The federal agency has not yet finalized the agreement, but the sheriff signed the local office into an arrangement by which up to five deputies will be authorized to act as immigration agents, sheriff’s spokesman Jason Mower told Cowboy State Daily in a Thursday interview.
Mower said the office hasn’t decided how many deputies to authorize yet.
The program works in phases: Task force agents will have a 40-hour training within the first two months of their selection.
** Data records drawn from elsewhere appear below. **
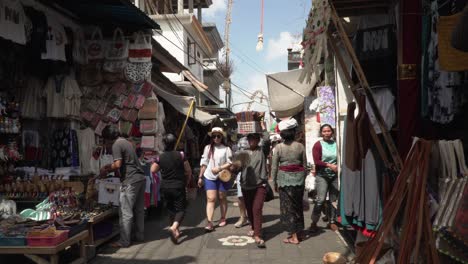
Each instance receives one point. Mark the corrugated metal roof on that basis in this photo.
(121, 13)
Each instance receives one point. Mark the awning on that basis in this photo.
(286, 93)
(201, 87)
(182, 104)
(167, 62)
(113, 13)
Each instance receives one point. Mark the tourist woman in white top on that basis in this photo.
(216, 157)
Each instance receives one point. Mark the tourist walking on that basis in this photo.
(216, 157)
(175, 176)
(288, 170)
(242, 145)
(326, 180)
(132, 190)
(254, 180)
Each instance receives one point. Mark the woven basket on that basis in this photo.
(333, 258)
(248, 127)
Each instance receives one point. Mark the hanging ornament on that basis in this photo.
(260, 42)
(260, 35)
(315, 38)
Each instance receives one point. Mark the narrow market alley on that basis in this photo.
(197, 246)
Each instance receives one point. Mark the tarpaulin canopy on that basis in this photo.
(286, 93)
(182, 104)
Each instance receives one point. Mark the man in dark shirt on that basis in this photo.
(133, 186)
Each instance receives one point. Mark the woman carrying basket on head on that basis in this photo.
(216, 157)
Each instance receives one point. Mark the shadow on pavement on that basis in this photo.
(177, 260)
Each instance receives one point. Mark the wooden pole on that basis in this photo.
(185, 124)
(398, 163)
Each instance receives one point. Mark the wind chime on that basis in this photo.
(260, 35)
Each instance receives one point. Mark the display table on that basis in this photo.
(92, 243)
(37, 254)
(97, 219)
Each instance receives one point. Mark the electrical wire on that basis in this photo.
(205, 67)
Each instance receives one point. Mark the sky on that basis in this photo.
(282, 28)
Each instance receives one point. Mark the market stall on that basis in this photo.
(403, 146)
(63, 80)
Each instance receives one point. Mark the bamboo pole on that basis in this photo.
(185, 124)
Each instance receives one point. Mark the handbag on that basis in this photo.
(101, 125)
(148, 127)
(125, 127)
(310, 183)
(225, 176)
(141, 49)
(147, 142)
(269, 193)
(79, 48)
(137, 72)
(117, 48)
(149, 109)
(90, 74)
(140, 101)
(95, 46)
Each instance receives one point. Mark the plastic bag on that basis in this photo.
(310, 183)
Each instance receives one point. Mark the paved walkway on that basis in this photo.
(199, 247)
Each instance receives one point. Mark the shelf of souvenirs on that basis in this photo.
(37, 189)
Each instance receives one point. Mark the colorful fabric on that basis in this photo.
(291, 207)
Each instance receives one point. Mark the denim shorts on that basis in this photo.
(239, 189)
(217, 185)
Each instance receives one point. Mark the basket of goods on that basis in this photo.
(225, 176)
(249, 122)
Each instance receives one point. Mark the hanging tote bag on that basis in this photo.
(141, 49)
(116, 53)
(79, 48)
(117, 48)
(95, 46)
(137, 72)
(149, 109)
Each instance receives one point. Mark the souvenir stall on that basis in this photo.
(63, 80)
(376, 108)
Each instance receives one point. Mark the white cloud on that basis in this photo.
(278, 48)
(218, 6)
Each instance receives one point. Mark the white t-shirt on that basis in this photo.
(221, 155)
(63, 96)
(56, 40)
(72, 95)
(12, 21)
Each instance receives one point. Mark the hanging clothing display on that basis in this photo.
(87, 142)
(56, 41)
(385, 102)
(376, 48)
(63, 97)
(64, 148)
(444, 91)
(32, 105)
(12, 21)
(326, 105)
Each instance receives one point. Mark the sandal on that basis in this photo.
(290, 241)
(173, 236)
(116, 245)
(260, 243)
(209, 227)
(222, 222)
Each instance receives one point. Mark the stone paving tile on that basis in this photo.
(196, 246)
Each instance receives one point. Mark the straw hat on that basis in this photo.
(217, 130)
(460, 33)
(225, 176)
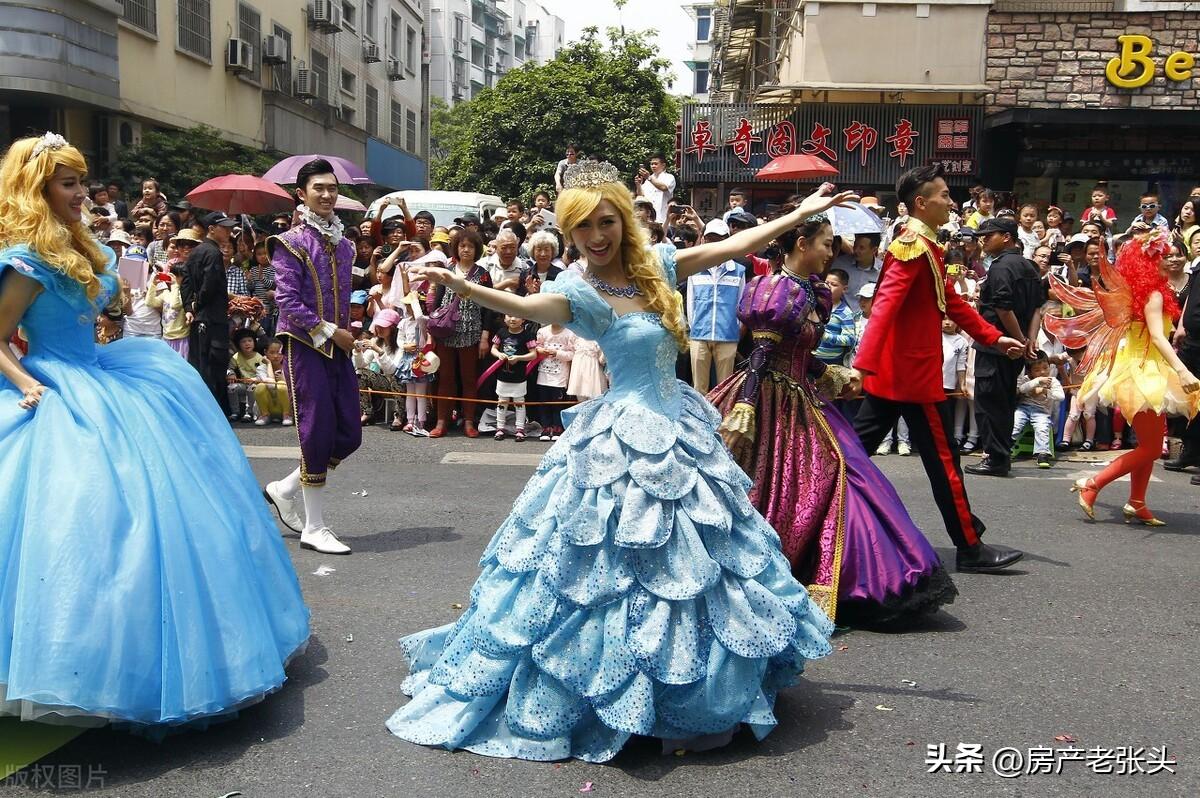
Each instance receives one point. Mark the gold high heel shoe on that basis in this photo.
(1084, 486)
(1135, 514)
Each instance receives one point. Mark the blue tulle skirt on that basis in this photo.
(633, 591)
(142, 579)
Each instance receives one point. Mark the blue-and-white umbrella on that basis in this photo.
(852, 219)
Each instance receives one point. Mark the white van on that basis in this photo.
(445, 205)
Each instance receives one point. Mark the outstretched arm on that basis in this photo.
(1153, 313)
(544, 309)
(17, 293)
(695, 259)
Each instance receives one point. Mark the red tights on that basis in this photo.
(1139, 462)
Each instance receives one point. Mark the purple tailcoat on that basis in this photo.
(312, 283)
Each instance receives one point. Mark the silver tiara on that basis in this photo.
(591, 174)
(48, 142)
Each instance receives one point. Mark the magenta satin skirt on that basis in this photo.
(840, 522)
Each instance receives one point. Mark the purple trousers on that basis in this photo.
(325, 407)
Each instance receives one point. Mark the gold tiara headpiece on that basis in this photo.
(591, 174)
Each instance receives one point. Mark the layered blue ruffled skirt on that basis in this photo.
(633, 591)
(142, 579)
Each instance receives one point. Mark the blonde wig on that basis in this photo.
(641, 263)
(25, 217)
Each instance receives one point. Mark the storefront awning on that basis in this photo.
(1089, 117)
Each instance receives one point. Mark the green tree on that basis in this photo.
(180, 160)
(610, 96)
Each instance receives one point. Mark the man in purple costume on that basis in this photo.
(312, 291)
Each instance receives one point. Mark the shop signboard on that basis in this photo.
(869, 144)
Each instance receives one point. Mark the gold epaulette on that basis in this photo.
(909, 246)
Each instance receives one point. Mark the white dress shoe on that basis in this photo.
(323, 540)
(291, 510)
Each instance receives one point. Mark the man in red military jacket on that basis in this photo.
(900, 358)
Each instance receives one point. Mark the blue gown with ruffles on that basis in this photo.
(633, 591)
(142, 577)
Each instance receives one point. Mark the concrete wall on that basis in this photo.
(839, 46)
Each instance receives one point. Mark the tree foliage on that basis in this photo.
(611, 97)
(180, 160)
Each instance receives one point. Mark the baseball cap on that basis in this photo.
(221, 219)
(742, 219)
(717, 227)
(996, 226)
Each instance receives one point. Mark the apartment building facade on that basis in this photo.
(473, 43)
(340, 77)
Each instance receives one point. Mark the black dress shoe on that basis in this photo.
(984, 468)
(983, 558)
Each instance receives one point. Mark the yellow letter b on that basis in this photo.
(1133, 67)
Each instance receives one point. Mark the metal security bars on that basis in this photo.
(195, 34)
(141, 13)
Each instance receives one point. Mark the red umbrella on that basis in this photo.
(240, 193)
(796, 167)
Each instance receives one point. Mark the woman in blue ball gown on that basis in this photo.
(634, 589)
(142, 579)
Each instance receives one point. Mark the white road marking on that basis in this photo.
(491, 459)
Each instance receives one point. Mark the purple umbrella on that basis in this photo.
(347, 172)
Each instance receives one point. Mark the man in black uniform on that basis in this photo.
(205, 297)
(1011, 299)
(1187, 341)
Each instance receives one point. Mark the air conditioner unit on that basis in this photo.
(307, 83)
(275, 49)
(239, 55)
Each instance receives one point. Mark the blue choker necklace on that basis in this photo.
(628, 292)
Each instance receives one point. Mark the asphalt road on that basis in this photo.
(1092, 639)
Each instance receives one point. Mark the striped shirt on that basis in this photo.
(840, 336)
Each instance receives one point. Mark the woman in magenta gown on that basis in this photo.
(841, 525)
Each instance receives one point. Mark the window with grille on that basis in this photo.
(282, 73)
(195, 34)
(369, 16)
(397, 124)
(319, 65)
(703, 24)
(142, 13)
(372, 111)
(250, 29)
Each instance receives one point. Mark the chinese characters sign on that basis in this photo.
(868, 144)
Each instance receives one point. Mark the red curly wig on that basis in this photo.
(1139, 263)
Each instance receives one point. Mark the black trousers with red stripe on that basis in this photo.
(930, 431)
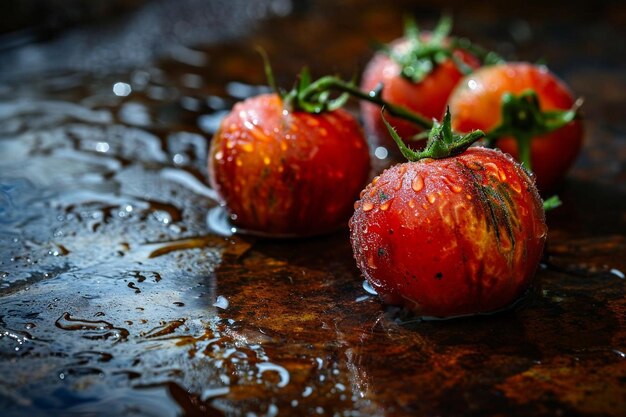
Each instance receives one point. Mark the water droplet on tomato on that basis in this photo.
(367, 206)
(368, 287)
(417, 184)
(454, 187)
(384, 206)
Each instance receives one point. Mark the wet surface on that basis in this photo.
(117, 299)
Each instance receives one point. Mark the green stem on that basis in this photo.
(523, 149)
(333, 83)
(523, 119)
(442, 142)
(552, 203)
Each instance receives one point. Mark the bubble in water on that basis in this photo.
(121, 89)
(221, 302)
(282, 372)
(368, 287)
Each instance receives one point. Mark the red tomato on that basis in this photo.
(475, 104)
(427, 97)
(288, 173)
(452, 236)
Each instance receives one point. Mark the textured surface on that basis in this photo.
(115, 299)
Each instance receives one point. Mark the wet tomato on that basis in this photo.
(476, 104)
(283, 172)
(425, 95)
(452, 236)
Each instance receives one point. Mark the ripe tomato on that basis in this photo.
(426, 96)
(282, 172)
(452, 236)
(476, 104)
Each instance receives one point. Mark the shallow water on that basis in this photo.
(116, 295)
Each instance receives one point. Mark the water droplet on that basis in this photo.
(381, 152)
(417, 184)
(121, 89)
(282, 372)
(221, 302)
(214, 392)
(368, 288)
(386, 204)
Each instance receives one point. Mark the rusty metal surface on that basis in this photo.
(115, 298)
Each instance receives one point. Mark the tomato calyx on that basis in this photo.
(442, 141)
(523, 119)
(298, 98)
(315, 96)
(424, 53)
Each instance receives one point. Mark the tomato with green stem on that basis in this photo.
(525, 111)
(285, 167)
(418, 72)
(455, 231)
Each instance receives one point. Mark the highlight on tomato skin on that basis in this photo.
(476, 104)
(453, 236)
(288, 172)
(427, 97)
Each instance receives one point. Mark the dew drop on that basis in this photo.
(417, 184)
(368, 288)
(367, 206)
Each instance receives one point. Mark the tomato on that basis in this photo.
(282, 172)
(453, 236)
(476, 104)
(426, 97)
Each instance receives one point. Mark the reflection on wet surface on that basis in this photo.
(115, 295)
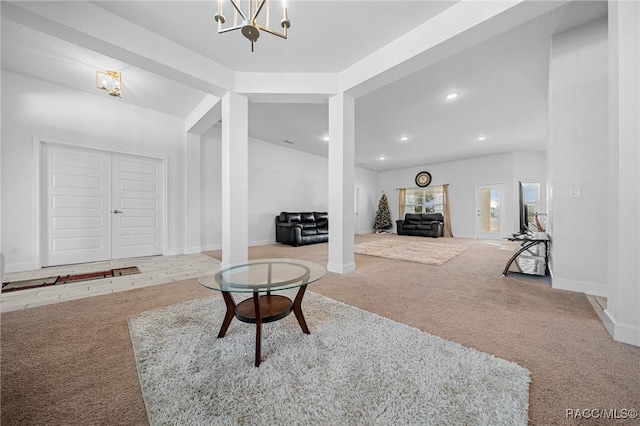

Then they will work with ICE supervisors until they can attend a six-week training that has not yet been scheduled, Grossnickle said.
After the mentorship phase, deputies will be able to conduct immigration investigations during the normal course of their law enforcement work in the county; and they’ll still be under the federal agency’s supervision though not directly mentored at that point, the sheriff said.
The local agents’ emphasis will be on suspects they encounter during normal criminal investigation, the sheriff said.
“We’re not knocking on peoples doors, taking kids out of school,” said Grossnickle. “This is just to assist ICE so we don’t have to have (federal) agents out here and not have local control.”
Grossnickle said this issue isn’t about politics for him, recalling a 2022 crime in which a twice-deported sex offender violently raped an 8-year-old girl.
“That’s the kind of threat we’re trying to stop,” added Grossnickle in a later statement.
He told Cowboy State Daily that his region along Interstate 80 has also seen foreign nationals operating commercial trucks without licenses, many from Eastern European countries.
And In The Jail Too
The Sweetwater County Sheriff’s Office’s various agreements indicate that it has the most cooperative relationship with ICE of any Wyoming county.
The office in 2020 struck an agreement by which it could hold ICE detainees in the local jail for longer then the usual two-day window, in exchange for a daily rate of federal dollars. That rate is in the process of being renegotiated, said Grossnickle, who declined to discuss the amount until the agreement is finalized.
The local office is also preparing to send two of its jail deputies to a federal training in June, so that they may conduct immigration investigations within the jail on already-detained suspects of local crimes, said Mower.
Transporting, And Beds
The sheriff’s office is also finalizing a transportation agreement authorizing its transportation personnel to pick up ICE detainees from surrounding counties —Teton, Uinta, Lincoln and Sublette — and hold them in the Sweetwater County Detention Center.
And it recently doubled its ICE-designated jail beds from 15 to 30, Mower told Cowboy State Daily in an earlier interview.